NH ₃ -SCR denitration catalyst performance detection:

NH is carried out on the samples respectively ₃ SCR denitration activity test, wherein the reaction gas is NH ₃ (500ppm)、NO(500ppm)、10Vol％O ₂ 、5Vol％CO ₂ 、5Vol％H ₂ O，N ₂ As an equilibrium, the reaction temperature is 100-550 ℃, ghsv=220000h ^-1 。

Specific denitration performance is shown in table 1.
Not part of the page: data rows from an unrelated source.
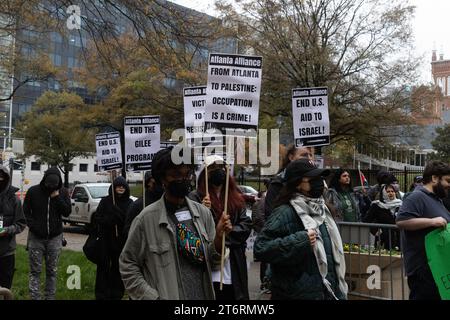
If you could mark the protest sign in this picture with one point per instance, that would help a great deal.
(310, 117)
(194, 110)
(109, 153)
(232, 93)
(142, 141)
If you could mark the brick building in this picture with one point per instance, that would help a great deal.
(440, 70)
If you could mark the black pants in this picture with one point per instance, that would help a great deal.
(7, 271)
(108, 283)
(227, 292)
(422, 286)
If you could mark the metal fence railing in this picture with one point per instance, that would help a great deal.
(405, 178)
(374, 264)
(5, 294)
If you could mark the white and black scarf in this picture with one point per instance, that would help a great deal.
(313, 213)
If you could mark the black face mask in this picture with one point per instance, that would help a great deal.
(3, 184)
(51, 182)
(158, 190)
(179, 188)
(217, 177)
(317, 187)
(440, 191)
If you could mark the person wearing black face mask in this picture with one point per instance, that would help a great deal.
(235, 279)
(153, 192)
(109, 220)
(12, 222)
(44, 206)
(300, 232)
(181, 241)
(422, 212)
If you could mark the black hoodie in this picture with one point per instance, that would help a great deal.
(13, 218)
(138, 205)
(110, 218)
(43, 213)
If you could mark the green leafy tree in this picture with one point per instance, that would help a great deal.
(441, 144)
(54, 133)
(359, 49)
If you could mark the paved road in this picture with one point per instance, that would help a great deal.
(76, 237)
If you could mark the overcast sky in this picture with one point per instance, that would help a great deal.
(431, 26)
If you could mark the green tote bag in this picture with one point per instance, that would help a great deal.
(437, 247)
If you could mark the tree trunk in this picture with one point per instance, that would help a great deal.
(66, 175)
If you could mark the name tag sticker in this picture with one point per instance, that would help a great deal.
(183, 215)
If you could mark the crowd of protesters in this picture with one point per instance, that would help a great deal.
(168, 244)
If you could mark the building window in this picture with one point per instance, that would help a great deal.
(56, 59)
(17, 165)
(72, 62)
(55, 37)
(76, 40)
(448, 86)
(35, 166)
(441, 84)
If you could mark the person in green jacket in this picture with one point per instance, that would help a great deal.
(173, 244)
(301, 240)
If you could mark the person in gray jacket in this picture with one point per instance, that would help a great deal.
(12, 222)
(173, 244)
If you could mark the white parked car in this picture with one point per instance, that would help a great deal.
(85, 199)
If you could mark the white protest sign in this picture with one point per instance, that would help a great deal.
(310, 116)
(232, 93)
(142, 141)
(109, 153)
(194, 110)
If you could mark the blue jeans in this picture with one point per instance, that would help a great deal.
(38, 250)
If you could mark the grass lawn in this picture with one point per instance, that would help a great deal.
(67, 258)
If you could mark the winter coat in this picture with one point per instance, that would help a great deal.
(284, 243)
(273, 191)
(109, 220)
(13, 217)
(258, 217)
(150, 263)
(236, 241)
(332, 197)
(43, 213)
(383, 216)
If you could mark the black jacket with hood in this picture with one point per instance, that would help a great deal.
(236, 241)
(13, 218)
(109, 219)
(138, 205)
(43, 213)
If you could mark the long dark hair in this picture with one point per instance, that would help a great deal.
(290, 189)
(335, 184)
(236, 201)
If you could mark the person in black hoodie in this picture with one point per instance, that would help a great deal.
(153, 192)
(12, 222)
(44, 206)
(235, 280)
(109, 219)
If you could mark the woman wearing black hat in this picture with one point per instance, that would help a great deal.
(109, 219)
(301, 240)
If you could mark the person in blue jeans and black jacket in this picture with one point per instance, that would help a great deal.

As can be seen from Table 1, in NH ₃ The out-of-stock activity temperature window of the example in the SCR out-of-stock performance test results is significantly higher than that of the comparative example, in particular example 2 shows better NH ₃ SCR denitration performance, high catalytic activity and wide denitration activity temperature window.

TABLE 1

The specific surface area, pore volume, pore diameter of the catalysts of examples 1-4 and comparative examples 1-2 and the sulfur contents of examples 2, 5 and comparative example 1 are shown in Table 2 below.
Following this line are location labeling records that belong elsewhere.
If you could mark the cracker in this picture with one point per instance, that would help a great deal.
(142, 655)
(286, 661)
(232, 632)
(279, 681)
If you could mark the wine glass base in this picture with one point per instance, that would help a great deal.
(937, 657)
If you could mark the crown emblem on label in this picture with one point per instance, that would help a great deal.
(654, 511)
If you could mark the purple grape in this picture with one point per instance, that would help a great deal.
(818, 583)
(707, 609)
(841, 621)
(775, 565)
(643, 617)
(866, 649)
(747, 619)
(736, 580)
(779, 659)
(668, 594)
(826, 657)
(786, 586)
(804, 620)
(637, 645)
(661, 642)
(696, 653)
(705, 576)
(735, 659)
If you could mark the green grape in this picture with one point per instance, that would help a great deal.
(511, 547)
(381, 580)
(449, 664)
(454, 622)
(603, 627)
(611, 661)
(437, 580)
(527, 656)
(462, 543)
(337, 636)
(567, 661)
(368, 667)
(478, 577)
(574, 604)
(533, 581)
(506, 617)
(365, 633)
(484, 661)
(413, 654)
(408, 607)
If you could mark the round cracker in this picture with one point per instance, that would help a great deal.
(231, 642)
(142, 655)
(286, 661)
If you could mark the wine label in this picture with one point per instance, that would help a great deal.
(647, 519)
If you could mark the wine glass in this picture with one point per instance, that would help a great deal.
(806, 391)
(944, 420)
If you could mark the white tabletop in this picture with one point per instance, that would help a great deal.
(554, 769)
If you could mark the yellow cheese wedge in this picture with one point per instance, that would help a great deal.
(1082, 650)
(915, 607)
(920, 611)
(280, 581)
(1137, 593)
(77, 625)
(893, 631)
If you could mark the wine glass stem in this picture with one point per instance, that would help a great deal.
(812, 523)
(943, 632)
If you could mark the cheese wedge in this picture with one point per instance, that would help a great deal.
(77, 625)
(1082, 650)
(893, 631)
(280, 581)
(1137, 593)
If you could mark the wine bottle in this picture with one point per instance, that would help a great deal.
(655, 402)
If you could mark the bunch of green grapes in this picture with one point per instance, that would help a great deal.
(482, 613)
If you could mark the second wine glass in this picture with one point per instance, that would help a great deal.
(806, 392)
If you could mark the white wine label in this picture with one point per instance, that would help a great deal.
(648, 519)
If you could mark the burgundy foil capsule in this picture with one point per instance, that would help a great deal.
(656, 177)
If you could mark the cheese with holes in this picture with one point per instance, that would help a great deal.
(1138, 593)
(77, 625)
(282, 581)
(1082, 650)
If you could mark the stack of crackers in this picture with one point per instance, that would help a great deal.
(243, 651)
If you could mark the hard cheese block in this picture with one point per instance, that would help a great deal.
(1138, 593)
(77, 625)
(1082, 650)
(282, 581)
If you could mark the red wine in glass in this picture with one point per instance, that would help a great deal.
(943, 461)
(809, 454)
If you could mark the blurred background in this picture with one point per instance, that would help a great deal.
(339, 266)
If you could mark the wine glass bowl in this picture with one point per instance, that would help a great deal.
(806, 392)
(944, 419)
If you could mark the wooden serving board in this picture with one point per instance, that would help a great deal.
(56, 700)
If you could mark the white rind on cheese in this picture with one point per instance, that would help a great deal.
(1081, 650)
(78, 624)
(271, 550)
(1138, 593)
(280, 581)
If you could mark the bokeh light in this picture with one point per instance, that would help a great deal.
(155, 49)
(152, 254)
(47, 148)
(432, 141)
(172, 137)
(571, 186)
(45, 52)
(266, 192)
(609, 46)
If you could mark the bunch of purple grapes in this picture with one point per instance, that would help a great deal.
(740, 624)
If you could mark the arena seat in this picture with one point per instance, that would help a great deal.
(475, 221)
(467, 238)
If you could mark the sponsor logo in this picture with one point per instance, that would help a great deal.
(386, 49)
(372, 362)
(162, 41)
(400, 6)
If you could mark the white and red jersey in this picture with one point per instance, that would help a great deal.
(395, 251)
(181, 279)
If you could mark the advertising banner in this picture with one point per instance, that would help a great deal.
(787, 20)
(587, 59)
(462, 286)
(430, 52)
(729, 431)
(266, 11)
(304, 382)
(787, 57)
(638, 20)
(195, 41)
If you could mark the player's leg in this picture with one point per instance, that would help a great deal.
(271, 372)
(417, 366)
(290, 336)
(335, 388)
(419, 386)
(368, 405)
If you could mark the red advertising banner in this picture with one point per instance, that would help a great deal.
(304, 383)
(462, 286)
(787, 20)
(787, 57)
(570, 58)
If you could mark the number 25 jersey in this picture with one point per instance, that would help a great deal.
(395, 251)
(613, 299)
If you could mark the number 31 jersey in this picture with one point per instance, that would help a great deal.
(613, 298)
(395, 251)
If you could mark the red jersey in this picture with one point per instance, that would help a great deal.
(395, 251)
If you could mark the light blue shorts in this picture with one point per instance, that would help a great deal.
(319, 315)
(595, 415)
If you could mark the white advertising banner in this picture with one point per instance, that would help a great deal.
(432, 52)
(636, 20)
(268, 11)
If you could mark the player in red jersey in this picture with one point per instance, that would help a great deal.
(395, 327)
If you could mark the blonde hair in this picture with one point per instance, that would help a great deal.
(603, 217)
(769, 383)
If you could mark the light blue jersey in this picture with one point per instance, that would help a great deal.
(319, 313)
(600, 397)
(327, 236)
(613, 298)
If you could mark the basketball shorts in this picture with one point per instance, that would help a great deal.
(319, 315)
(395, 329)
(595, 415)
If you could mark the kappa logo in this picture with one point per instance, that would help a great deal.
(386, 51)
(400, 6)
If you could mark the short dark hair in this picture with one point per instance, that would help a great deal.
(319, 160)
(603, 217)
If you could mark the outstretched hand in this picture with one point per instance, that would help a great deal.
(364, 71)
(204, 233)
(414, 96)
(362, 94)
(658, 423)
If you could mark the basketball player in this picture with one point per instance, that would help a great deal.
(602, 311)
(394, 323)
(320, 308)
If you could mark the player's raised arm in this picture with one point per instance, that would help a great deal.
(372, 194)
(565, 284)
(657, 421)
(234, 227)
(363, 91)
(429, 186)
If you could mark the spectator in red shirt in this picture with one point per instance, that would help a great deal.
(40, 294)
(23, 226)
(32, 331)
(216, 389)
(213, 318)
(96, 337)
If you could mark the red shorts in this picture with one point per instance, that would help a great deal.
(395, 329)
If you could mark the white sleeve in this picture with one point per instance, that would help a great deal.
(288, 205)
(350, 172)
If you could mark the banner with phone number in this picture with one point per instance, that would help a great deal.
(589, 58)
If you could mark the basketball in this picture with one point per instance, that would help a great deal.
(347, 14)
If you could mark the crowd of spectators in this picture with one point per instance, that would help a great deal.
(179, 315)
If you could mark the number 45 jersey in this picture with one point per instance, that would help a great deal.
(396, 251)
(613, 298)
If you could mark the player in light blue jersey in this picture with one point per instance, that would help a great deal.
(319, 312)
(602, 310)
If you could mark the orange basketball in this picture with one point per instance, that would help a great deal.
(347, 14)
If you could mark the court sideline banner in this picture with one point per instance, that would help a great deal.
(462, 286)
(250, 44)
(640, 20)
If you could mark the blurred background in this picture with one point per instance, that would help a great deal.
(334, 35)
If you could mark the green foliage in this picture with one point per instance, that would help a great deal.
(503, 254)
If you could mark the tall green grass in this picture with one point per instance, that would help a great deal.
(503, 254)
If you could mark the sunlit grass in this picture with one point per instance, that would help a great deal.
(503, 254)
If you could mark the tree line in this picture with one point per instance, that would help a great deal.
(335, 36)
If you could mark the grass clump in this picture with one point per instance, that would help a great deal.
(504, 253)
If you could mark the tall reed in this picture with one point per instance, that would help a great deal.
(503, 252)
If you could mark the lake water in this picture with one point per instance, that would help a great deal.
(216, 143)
The specific surface area was calculated by the BET method and the pore volume and pore diameter were measured by the BJH method in Table 2.

TABLE 2

Example	Specific surface area (m) ² /g)	Pore volume (cm) ³ /g)	Aperture (nm)	Sulfur content (%)
					Example 1	78.8076	0.0722	3.8858	-
Example 2	131.7161	0.3402	11.3669	2.0524
					Example 3	67.0718	0.0652	3.8884	-
Example 4	13.0823	0.0548	16.7555	-
					Example 5	16.3471	0.0981	24.0043	2.5365
Comparative example 1	75.7095	0.0719	3.6539	2.9293
					Comparative example 2	67.1769	0.0714	4.2515	-

As is clear from Table 2, the catalyst of the above example, in which the fresh specific surface area of example 2 reaches 131m, can be obtained by adjusting the ratio of zirconium salt to sulfuric acid ² According to the preparation method, the specific surface area of the catalyst can be increased by adjusting the acid amount, so that the NH of the catalyst is further increased ₃ -SCR denitration activity.
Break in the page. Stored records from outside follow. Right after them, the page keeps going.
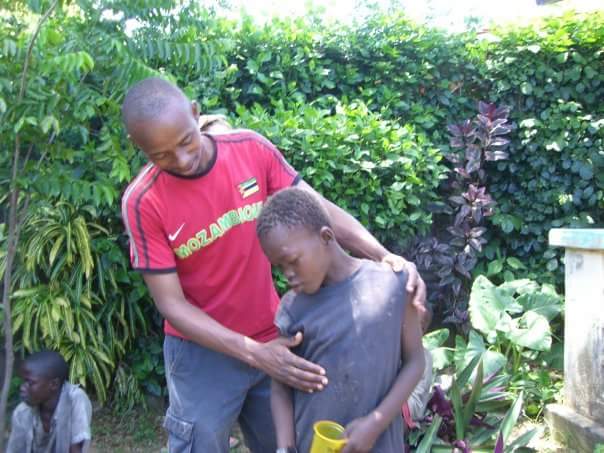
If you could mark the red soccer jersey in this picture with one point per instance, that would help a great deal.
(204, 228)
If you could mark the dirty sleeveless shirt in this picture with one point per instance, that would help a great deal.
(352, 329)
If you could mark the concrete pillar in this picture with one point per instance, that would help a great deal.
(579, 422)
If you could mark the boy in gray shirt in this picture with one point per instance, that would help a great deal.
(54, 416)
(356, 324)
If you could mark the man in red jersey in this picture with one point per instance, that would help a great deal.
(190, 215)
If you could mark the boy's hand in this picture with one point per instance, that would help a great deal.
(416, 287)
(361, 434)
(276, 360)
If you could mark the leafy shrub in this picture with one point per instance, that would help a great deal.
(383, 173)
(448, 256)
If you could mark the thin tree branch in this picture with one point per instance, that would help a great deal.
(13, 238)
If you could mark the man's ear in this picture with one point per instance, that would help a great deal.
(327, 235)
(55, 383)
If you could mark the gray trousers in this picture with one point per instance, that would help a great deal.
(208, 393)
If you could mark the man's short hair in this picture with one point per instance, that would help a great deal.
(148, 98)
(292, 207)
(48, 364)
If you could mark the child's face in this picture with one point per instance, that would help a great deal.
(172, 140)
(35, 389)
(301, 254)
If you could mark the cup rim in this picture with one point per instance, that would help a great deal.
(332, 423)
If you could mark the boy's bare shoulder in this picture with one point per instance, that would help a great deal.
(288, 298)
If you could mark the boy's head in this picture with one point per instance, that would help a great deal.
(296, 235)
(162, 122)
(43, 375)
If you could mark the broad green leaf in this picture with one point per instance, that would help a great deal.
(532, 331)
(425, 446)
(436, 338)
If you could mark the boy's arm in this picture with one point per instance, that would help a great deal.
(17, 441)
(76, 448)
(81, 419)
(283, 414)
(363, 432)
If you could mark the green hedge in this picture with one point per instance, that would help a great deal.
(383, 173)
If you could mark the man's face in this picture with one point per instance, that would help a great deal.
(172, 140)
(301, 254)
(36, 388)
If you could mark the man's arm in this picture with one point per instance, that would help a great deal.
(355, 238)
(283, 414)
(273, 357)
(363, 432)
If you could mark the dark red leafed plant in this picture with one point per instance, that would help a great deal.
(447, 257)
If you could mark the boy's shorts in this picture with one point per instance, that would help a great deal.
(208, 393)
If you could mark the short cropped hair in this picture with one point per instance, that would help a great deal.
(48, 364)
(292, 207)
(148, 98)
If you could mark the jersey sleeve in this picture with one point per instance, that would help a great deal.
(280, 174)
(149, 247)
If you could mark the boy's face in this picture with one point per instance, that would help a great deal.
(301, 254)
(36, 388)
(172, 140)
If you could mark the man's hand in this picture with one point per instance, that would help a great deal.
(416, 288)
(361, 434)
(276, 360)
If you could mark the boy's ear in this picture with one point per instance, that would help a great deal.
(327, 235)
(195, 109)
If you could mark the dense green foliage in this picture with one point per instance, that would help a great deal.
(360, 110)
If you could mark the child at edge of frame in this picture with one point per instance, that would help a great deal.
(55, 415)
(356, 322)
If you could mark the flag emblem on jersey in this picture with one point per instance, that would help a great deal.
(249, 187)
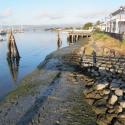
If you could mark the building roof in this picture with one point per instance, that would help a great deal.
(121, 9)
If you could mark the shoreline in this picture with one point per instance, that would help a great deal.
(49, 93)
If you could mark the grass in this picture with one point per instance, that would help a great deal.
(103, 43)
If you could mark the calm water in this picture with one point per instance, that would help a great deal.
(33, 48)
The foregoing is illustrative of the present invention and is not to be construed as limiting thereof. Those skilled in the art will appreciate that various modifications, adaptations, and alternatives may be made without departing from the spirit and principles of the invention and are within the scope of the appended claims.

Claims

1. Non-toxic, high-activity and high-stability rare earth-based ammonia-selective catalytic reduction (NH) ₃ -SCR) catalyst, characterized in that: the rare earth group NH ₃ -a method for preparing an SCR catalyst comprising the steps of:

(1) The weight proportion of cerium oxide and zirconium oxide is as follows: 50wt% cerium oxide: 50wt% zirconia formulation solution;

(2) Preparing a solution: 35.22g of zirconium oxychloride is dissolved in 35.22g of deionized water to prepare 70.44g of zirconium oxychloride solution with the concentration of 17.74wt% of zirconia, 33.7g of cerium nitrate is dissolved in 33.7g of deionized water to prepare 67.4g of cerium nitrate solution with the concentration of 18.54wt% of ceria;

(3) Adding 70.44g of the zirconium oxychloride solution and 70.2g of 8wt% sulfuric acid into 416.6g of deionized water, uniformly stirring, heating the solution to 60 ℃ in a water bath under a stirring state, and stabilizing for 3 hours;

(4) Preparing ammonia water with the concentration of 6.375 weight percent, regulating the pH value of the solution by using the ammonia water under the water bath condition of 60 ℃ to ensure that the pH value of the solution is more than 5, and then continuing to keep the water bath for 2 hours under the stirring state;

(5) Adding 67.4g of cerium nitrate into the solution, regulating the pH value of the solution to 8-9 by ammonia water, and carrying out heat preservation and stirring for 1h at the water bath temperature of 60 ℃;

(6) Filtering the solution, drying in a 100 ℃ oven for 2-4h, heating to 600 ℃ in a transfer muffle furnace by adopting a temperature programming mode, heating at a speed of 2 ℃/min, and roasting for 6h to obtain rare earth base NH ₃ -an SCR denitration catalyst;

the compound has 131.71m after 6 hours roasting at 600 DEG C ² BET specific surface area per gram, pore volume of 0.34cm ³ Per g, pore diameter 11.37nm, sulfur content 2.05%.